Skakel is to be arraigned behind closed doors in Juvenile Court in Stamford on Feb. 8.

However, the law pertaining to juvenile offenders was toughened in 1971 and again in 1975 to allow 14- to 16-year-olds charged with serious crimes to be tried as adults if they were found to possess the maturity and sophistication to warrant a transfer to Superior Court.

Skakel's status as a legal manchild turns the state's judicial system on its ear as he does not fit neatly into either judicial category.

"It's not clear under 1975 law whether he can be tried as a juvenile, an adult or at all," said David Rosen, a senior research associate at Yale Law School who also practices law in New Haven. "It could be that neither system may apply and the defense could argue that he's not subject to punishment 25 years later to things he did as a child.
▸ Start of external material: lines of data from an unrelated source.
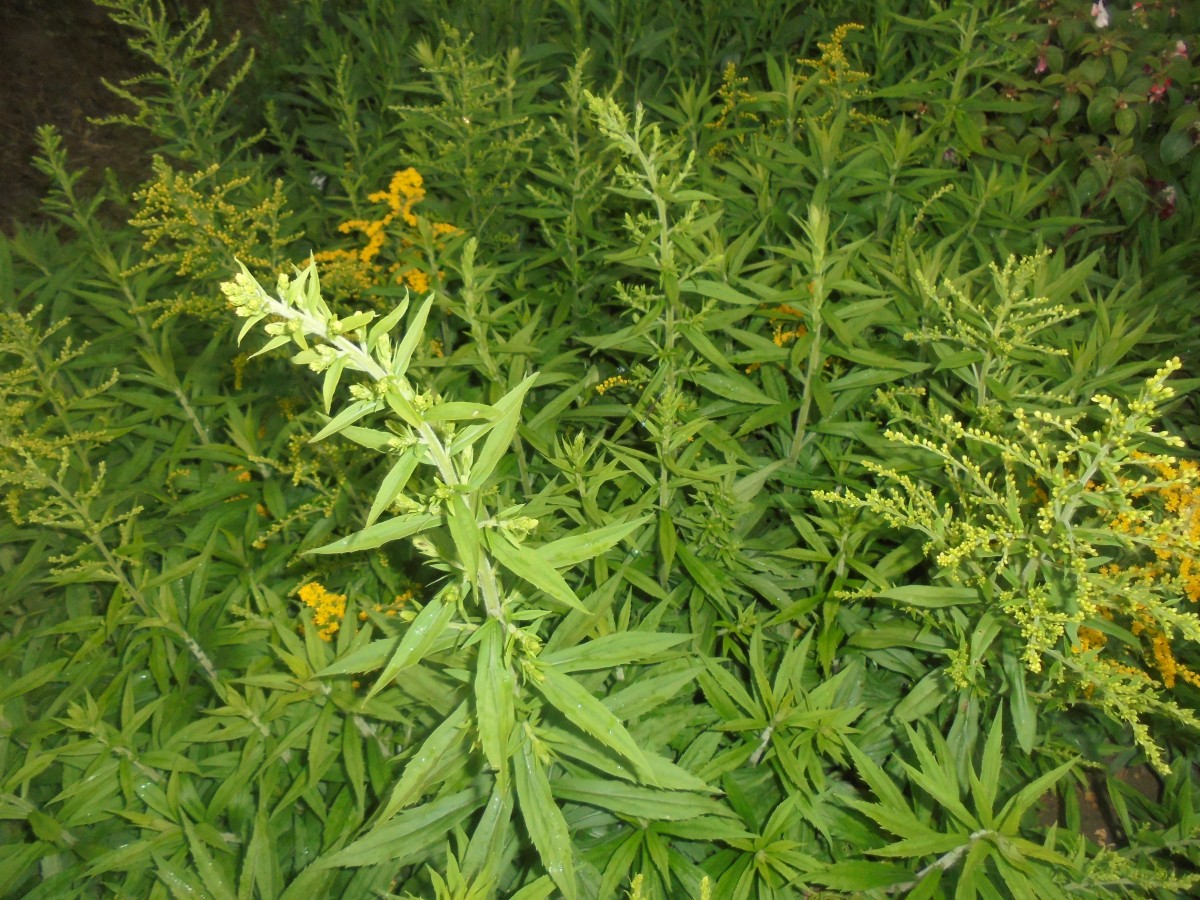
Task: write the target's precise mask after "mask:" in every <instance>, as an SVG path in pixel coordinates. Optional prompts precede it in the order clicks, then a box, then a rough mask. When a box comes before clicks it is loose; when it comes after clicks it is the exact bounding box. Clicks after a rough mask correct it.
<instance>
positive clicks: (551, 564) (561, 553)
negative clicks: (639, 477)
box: [534, 516, 649, 569]
mask: <svg viewBox="0 0 1200 900" xmlns="http://www.w3.org/2000/svg"><path fill="white" fill-rule="evenodd" d="M648 521H649V516H643V517H642V518H636V520H634V521H632V522H616V523H613V524H610V526H605V527H604V528H596V529H595V530H588V532H584V533H583V534H572V535H570V536H569V538H559V539H558V540H557V541H551V542H550V544H544V545H542V546H540V547H538V548H536V550H535V551H534V553H535V554H536V556H538V558H539V559H540V560H541V562H542V563H545V564H546V565H548V566H551V568H552V569H563V568H565V566H569V565H575V564H576V563H582V562H583V560H586V559H592V558H593V557H598V556H600V554H601V553H604V552H605V551H606V550H608V548H610V547H612V546H614V545H616V544H618V542H619V541H622V540H624V539H625V538H628V536H629V535H630V534H632V533H634V532H636V530H637V529H638V528H641V527H642V526H643V524H646V522H648Z"/></svg>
He may not be subject to punishment because former juvenile offenders were not subject to punishment once they stopped being juveniles."

Hillary Bargar, a juvenile prosecutor in Bridgeport, said Skakel's lawyers could keep the case in Juvenile Court for a year or more if they fight the transfer to adult court.

"The situation of a 40-year-old was never anticipated by the law," she said. "This could take a very long time to resolve."

Once the proper forum to try the case is determined, legal experts said the prosecution still will have to overcome numerous other obstacles to prove its case beyond a shadow of a doubt to win a conviction.

"Faded memories of witnesses, missing evidence, the difficulty of getting a jury to believe witnesses after so much time has passed are all typical problems in these types of cases," Keefe said. "It's ludicrous for a witness to sit on the stand and say they clearly remember what someone said or did after 24 years. It flies against common sense."

- Staff Writer Kerry Tesoriero and The Associated Press contributed to this report.